Wir denken nicht in „alter“ und „neuer“ Welt. Nehmen Sie zum Beispiel das Thema Sicherheitsprüfungen. Diese sind essenziell, unabhängig vom Antriebssystem. Dazu gehören beispielsweise die Prüfung und Zertifizierung von Gesamtfahrzeugen, einzelnen Bauteilen und Komponenten ebenso wie die behördliche technische Überwachung der Lkw. Und genau das bleibt auch weiterhin ein wichtiger Aspekt. Aber sicherlich gibt es durch neue Antriebssysteme auch neue Felder, auf denen wir uns bewegen: DEKRA hat als eine der ersten Prüforganisationen die Anerkennungen für alle wesentlichen Services rund um Wasserstofftankstellen erhalten. Unsere Expertinnen und Experten können die Konformität der Tankstellenanlage gemäß geltender Sicherheitsstandards sowie die Qualität des dort angebotenen Wasserstoffs attestieren. Wenn Sie so wollen, ein Beispiel für die „neue“ Welt.

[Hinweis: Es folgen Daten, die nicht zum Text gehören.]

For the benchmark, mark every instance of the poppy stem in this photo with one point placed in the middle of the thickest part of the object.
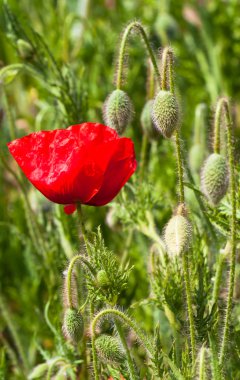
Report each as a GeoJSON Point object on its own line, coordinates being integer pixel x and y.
{"type": "Point", "coordinates": [82, 224]}
{"type": "Point", "coordinates": [135, 25]}
{"type": "Point", "coordinates": [223, 103]}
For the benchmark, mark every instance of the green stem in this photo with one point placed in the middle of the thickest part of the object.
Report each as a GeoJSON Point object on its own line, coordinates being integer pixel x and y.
{"type": "Point", "coordinates": [202, 365]}
{"type": "Point", "coordinates": [167, 82]}
{"type": "Point", "coordinates": [219, 272]}
{"type": "Point", "coordinates": [133, 25]}
{"type": "Point", "coordinates": [189, 305]}
{"type": "Point", "coordinates": [12, 128]}
{"type": "Point", "coordinates": [125, 346]}
{"type": "Point", "coordinates": [230, 148]}
{"type": "Point", "coordinates": [69, 276]}
{"type": "Point", "coordinates": [179, 167]}
{"type": "Point", "coordinates": [217, 123]}
{"type": "Point", "coordinates": [128, 322]}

Wenn sich in der Transportbranche mit dem Einzug der E-Antriebe die Flottenstrukturen verändern, was bedeutet das für die Expertenorganisation? Welche neuen Aufgaben und Kompetenzen kommen auf mittlere Sicht dazu?
In der Tat erreichen Fahrzeuge – für den Personen- ebenso wie für den Güterverkehr – ein immer höheres technologisches Niveau. Hinzu kommt, dass die gesamte Wertschöpfungskette einschließlich Ladeinfrastruktur, Batterien usw. zunehmend durch technologische Komponenten bestimmt wird. Dies bedeutet für uns, dass sich auch die Kompetenzen unserer Mitarbeitenden weiterentwickeln. Wir benötigen beispielsweise Expertinnen und Experten rund um Konnektivität, Cybersicherheit oder Künstliche Intelligenz. Darüber hinaus passen wir unser Serviceportfolio an und etablieren uns in neuen Wachstumssegmenten, u.a. der Batterie. Am DEKRA Lausitzring in Klettwitz richten wir ein neues Testzentrum für automobile und stationäre Batteriesysteme ein, um umfassende Prüf- und Expertendienstleistungen rund um die Elektromobilität aus einer Hand anbieten zu können.
Die Elektrifizierung schreitet voran - was bedeutet das für die Dienstleistungen und die Beratung?
Einer der wichtigsten Erfolgsfaktoren für die Elektrifizierung ist die Verfügbarkeit von Ladeinfrastruktur. Besonders im Hinblick auf den Güterverkehr gehen wir davon aus, dass immer höhere Ladeleistungen benötigt werden, teilweise bis zu einem Megawatt. Dies birgt zusätzliche Sicherheitsrisiken, nicht nur für die Ladeinfrastruktur und das Fahrzeug, sondern auch für die Person, die das Fahrzeug bedient und lädt. Darüber hinaus müssen sich Flotten- und Privatkunden auf die Interoperabilität beim Laden ihrer Fahrzeuge verlassen können und Cyberrisiken eliminiert werden. Das Thema Sicherheit wird daher wichtiger denn je. DEKRA unterstützt hier mit Dienstleistungen rund um die Prüfung und Zertifizierung von Ladestationen und des entsprechenden Equipments. Nicht zu vergessen unsere Sicherheitsprüfungen bereits bei der Installation der Ladestationen auf öffentlichem sowie privatem Gelände.